There are also a number of other points to consider in this context with an A.I. model: 3 5
- Reliability and security: Models should be robust and should not be able to be manipulated by an attacker.
- Transparency: Users should be able to understand how the model’s decisions were made. However, due to the widespread use of neural networks, this is not always possible, as their decisions are highly complex and therefore cannot always be presented in an understandable way.
- Responsibility: There should be clear responsibilities for the development and use of machine learning models.
- Privacy: In an increasingly digital world, it is important to protect all data from unwanted access, thereby protecting the rights of each individual.
Prevention options
If the features described above cannot be removed from the data set, we have several options to avoid an unfair model as much as possible: 7 8 9
- If the number of features and the size of the data set allow it, we should try to understand the data as well as possible.
- If there are imbalances or unfair relationships in the data set, it is important to remove the associated data or relationships.
- By choosing an appropriate fairness metric, we can ensure that our model can make fair predictions during training and afterwards.

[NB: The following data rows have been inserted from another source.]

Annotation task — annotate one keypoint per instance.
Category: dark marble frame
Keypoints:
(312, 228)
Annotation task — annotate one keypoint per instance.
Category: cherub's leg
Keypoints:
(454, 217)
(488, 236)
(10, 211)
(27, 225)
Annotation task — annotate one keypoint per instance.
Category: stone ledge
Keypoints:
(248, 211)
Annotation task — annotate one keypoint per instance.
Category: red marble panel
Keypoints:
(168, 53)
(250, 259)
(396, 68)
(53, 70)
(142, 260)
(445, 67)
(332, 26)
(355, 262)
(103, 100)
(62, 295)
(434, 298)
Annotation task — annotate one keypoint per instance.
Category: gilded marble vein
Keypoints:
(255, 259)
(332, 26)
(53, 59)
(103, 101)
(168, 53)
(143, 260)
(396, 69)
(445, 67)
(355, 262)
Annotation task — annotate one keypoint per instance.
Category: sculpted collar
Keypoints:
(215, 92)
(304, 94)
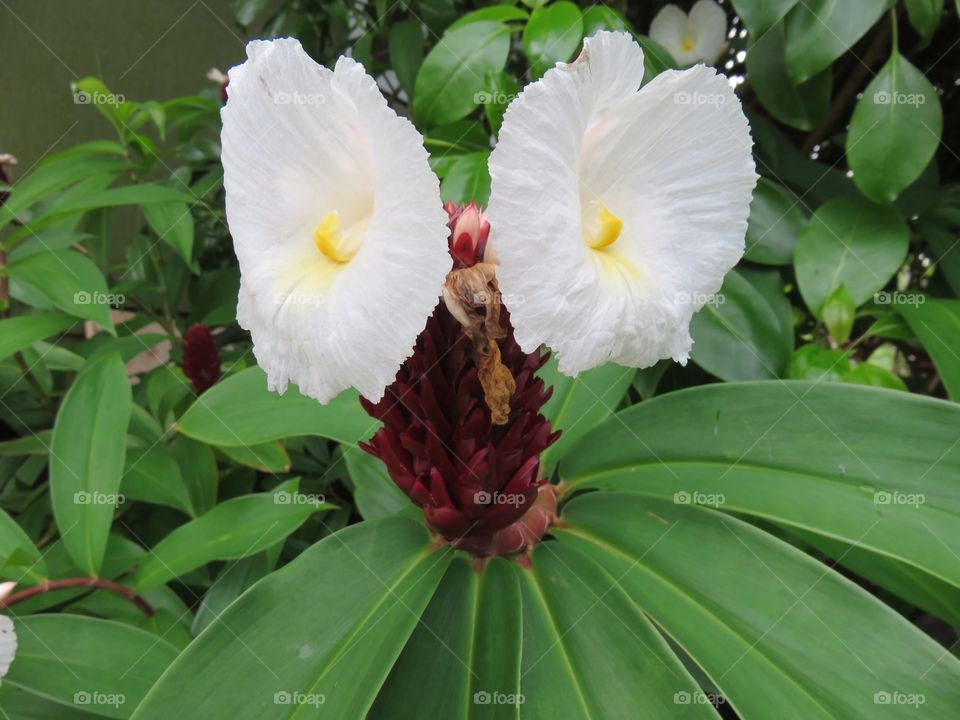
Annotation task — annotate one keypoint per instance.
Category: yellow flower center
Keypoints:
(336, 244)
(604, 229)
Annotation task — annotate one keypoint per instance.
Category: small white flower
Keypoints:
(616, 211)
(699, 36)
(336, 220)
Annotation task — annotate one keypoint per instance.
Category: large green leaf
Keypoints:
(820, 31)
(852, 242)
(19, 333)
(87, 457)
(101, 666)
(894, 131)
(802, 105)
(552, 35)
(296, 642)
(937, 324)
(831, 459)
(579, 403)
(242, 411)
(66, 280)
(232, 530)
(761, 618)
(452, 74)
(738, 336)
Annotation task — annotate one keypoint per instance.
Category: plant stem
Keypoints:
(94, 582)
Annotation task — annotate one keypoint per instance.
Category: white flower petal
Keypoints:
(672, 161)
(301, 142)
(708, 28)
(8, 644)
(669, 28)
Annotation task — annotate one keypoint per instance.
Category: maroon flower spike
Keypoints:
(201, 357)
(462, 430)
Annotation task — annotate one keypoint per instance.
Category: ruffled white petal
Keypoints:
(697, 37)
(301, 141)
(672, 161)
(8, 644)
(708, 27)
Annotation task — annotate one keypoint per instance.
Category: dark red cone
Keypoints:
(472, 478)
(201, 357)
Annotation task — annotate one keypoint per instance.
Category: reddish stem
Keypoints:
(99, 583)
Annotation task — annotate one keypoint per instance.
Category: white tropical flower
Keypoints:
(336, 220)
(699, 36)
(616, 211)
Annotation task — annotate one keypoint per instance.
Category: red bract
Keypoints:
(474, 478)
(201, 357)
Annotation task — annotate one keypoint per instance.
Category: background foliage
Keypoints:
(730, 535)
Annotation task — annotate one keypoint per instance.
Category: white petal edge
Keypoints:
(300, 140)
(708, 27)
(8, 644)
(673, 160)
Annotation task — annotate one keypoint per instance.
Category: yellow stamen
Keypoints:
(333, 243)
(608, 227)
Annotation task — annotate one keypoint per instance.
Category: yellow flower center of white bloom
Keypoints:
(336, 244)
(602, 227)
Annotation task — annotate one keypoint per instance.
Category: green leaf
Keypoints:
(761, 15)
(270, 457)
(406, 52)
(232, 530)
(800, 105)
(19, 557)
(738, 336)
(99, 665)
(552, 35)
(820, 31)
(19, 333)
(374, 492)
(937, 324)
(334, 654)
(838, 314)
(849, 241)
(579, 403)
(241, 411)
(925, 17)
(467, 179)
(776, 218)
(829, 458)
(453, 72)
(757, 615)
(173, 223)
(87, 458)
(67, 280)
(895, 130)
(152, 475)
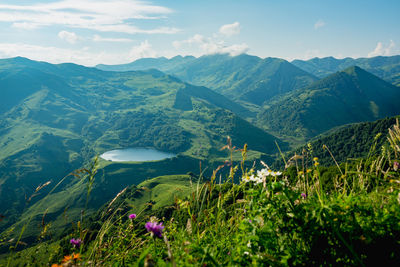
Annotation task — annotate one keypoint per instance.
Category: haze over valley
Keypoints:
(109, 127)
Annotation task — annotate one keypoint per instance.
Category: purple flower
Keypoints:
(396, 166)
(155, 228)
(76, 242)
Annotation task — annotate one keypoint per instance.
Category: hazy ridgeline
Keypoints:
(217, 209)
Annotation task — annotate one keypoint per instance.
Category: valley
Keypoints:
(57, 118)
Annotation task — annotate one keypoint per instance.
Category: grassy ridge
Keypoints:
(296, 218)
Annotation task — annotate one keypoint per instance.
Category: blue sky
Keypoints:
(90, 32)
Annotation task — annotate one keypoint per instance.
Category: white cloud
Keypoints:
(213, 45)
(319, 24)
(230, 29)
(84, 56)
(381, 50)
(102, 15)
(144, 50)
(25, 25)
(98, 38)
(70, 37)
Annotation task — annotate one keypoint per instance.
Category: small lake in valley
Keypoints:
(136, 154)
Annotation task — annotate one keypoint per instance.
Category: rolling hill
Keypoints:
(386, 68)
(242, 78)
(56, 118)
(352, 95)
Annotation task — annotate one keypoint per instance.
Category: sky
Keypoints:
(90, 32)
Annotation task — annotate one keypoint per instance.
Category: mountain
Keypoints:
(162, 63)
(387, 68)
(56, 118)
(350, 141)
(242, 78)
(352, 95)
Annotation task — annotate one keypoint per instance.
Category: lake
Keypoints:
(136, 154)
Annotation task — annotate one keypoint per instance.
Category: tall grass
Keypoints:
(267, 218)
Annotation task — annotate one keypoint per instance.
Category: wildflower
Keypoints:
(396, 166)
(76, 242)
(155, 228)
(67, 258)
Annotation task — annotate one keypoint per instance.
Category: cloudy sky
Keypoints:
(90, 32)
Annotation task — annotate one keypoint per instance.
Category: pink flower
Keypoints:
(155, 228)
(396, 166)
(76, 242)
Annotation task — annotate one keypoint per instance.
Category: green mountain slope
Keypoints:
(63, 115)
(353, 95)
(242, 78)
(351, 141)
(387, 68)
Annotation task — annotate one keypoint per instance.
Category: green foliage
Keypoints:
(242, 77)
(353, 95)
(301, 217)
(386, 68)
(63, 115)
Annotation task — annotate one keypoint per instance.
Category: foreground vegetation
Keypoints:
(349, 216)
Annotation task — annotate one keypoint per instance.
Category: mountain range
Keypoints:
(55, 118)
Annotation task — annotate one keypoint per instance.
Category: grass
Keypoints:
(292, 218)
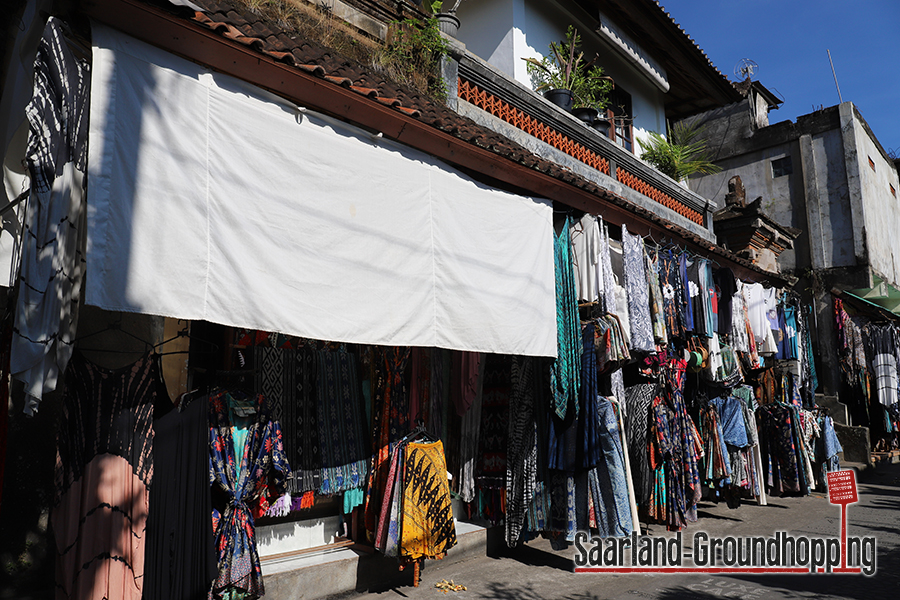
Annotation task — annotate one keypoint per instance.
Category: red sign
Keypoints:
(842, 487)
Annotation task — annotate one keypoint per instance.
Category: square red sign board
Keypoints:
(842, 487)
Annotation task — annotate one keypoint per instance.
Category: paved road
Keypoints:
(535, 571)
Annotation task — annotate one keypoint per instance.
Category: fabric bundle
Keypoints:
(564, 379)
(240, 473)
(104, 471)
(342, 436)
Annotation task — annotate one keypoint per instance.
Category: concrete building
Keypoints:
(493, 127)
(827, 176)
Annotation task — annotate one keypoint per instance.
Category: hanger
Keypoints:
(114, 326)
(210, 346)
(418, 430)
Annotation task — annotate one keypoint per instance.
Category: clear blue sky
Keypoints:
(788, 40)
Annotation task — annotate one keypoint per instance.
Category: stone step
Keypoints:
(343, 570)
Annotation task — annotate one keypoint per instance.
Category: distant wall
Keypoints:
(502, 32)
(881, 207)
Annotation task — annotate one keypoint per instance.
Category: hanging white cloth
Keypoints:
(586, 240)
(214, 200)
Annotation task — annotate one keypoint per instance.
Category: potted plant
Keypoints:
(447, 21)
(681, 155)
(567, 80)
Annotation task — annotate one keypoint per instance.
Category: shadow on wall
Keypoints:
(26, 544)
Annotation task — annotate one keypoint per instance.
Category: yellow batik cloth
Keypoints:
(427, 529)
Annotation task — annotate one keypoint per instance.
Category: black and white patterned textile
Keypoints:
(53, 235)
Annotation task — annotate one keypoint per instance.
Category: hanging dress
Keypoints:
(104, 468)
(638, 292)
(181, 560)
(242, 480)
(427, 529)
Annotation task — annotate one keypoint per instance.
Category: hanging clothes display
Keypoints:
(470, 435)
(657, 312)
(342, 435)
(390, 415)
(104, 470)
(427, 529)
(884, 362)
(638, 293)
(586, 240)
(180, 557)
(522, 455)
(52, 253)
(287, 379)
(564, 378)
(416, 518)
(608, 483)
(495, 417)
(246, 457)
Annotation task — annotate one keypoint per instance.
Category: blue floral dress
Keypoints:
(262, 465)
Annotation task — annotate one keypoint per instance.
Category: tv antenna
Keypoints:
(745, 69)
(833, 74)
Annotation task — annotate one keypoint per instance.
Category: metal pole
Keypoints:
(833, 74)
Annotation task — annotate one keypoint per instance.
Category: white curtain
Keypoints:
(211, 199)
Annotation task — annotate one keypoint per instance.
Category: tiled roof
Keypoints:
(254, 31)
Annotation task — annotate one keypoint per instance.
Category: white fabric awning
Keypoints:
(211, 199)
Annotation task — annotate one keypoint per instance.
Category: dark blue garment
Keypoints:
(686, 290)
(587, 415)
(731, 416)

- If the steps mentioned here are not sufficient, hyperparameter optimization of the model may be a way out.
Examples of Fairness Metrics
To briefly review the fairness metrics discussed above, here are two examples. These two metrics can be used to evaluate the fairness of a model. 10 11
- Demographic Parity: Demographic parity is a fairness metric that assesses fairness based on the prediction rate across various sensitive characteristics - such as ethnicity or gender. Using the example of the U.S. justice system, African Americans should not receive (significantly) higher sentences than U.S. citizens of European descent.
- Equalized Odds Metric: In the case of the equalized odds metric, the goal was to make machine learning equally applicable to different groups. In practice, this comparative metric is intended to ensure that similar error rates occur for different members of sensitive groups.

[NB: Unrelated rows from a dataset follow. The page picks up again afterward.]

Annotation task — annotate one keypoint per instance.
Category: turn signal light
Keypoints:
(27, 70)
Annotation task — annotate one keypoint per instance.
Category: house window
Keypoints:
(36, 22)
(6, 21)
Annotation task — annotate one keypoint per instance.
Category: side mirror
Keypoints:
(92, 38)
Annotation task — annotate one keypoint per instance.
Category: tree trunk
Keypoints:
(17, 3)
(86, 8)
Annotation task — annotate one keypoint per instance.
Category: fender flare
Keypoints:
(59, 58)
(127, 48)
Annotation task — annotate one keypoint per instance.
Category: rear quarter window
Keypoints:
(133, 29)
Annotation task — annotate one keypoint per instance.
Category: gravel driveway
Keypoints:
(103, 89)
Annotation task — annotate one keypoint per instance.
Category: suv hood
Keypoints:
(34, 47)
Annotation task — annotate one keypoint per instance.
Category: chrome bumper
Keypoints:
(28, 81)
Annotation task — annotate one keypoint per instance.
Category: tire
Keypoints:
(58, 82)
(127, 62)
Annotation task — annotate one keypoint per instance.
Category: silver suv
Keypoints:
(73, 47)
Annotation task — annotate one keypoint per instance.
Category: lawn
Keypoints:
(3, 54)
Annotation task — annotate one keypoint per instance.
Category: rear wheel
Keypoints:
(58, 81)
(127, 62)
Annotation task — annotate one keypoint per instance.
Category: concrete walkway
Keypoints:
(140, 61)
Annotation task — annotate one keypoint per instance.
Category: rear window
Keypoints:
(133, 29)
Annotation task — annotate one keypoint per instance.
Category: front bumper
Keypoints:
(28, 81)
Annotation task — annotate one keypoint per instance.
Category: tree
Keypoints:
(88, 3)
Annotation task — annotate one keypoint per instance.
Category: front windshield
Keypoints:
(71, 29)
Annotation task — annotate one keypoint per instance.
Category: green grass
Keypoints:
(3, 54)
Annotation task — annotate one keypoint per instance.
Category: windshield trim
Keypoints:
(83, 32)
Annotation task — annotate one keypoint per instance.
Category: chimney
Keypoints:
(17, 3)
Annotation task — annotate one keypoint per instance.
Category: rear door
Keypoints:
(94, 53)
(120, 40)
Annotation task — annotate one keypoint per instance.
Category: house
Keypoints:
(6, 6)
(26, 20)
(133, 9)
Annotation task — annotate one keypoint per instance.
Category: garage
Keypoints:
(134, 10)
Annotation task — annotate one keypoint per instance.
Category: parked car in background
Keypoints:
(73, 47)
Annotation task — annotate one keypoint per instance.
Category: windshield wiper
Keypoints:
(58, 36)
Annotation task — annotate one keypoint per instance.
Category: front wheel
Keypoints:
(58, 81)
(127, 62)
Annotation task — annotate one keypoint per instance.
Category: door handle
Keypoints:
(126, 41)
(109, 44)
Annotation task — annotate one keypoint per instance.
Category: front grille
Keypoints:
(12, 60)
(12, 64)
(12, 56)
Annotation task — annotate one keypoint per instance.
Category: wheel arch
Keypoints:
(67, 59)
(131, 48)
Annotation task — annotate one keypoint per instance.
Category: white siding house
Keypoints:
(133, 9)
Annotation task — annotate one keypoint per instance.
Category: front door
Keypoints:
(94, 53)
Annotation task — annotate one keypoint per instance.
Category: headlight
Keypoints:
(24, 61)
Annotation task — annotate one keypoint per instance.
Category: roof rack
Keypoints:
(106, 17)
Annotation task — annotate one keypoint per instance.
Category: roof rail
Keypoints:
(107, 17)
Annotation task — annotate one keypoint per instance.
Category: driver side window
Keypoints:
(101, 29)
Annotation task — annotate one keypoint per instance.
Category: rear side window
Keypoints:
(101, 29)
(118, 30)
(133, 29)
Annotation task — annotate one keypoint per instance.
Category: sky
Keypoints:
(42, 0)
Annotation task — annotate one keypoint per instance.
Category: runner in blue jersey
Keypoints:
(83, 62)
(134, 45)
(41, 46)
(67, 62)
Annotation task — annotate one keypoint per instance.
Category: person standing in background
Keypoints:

In principle, there are other fairness metrics. Often, fairness metrics are designed to prioritize specific situations and are application based.
TL;DR
Bias in machine learning is when a model makes unwarranted predictions that miss the point of the model. This can pose both personal and business risks, so it is necessary to reduce bias. The source of bias is in the data set, which requires a close examination of the data set before (or even after) training. Certain characteristics, such as age, should be irrelevant for most datasets and therefore should never be included. Various options (e.g. fairness metrics) can be used to avoid bias in our model and thus avoid ethical problems as much as possible.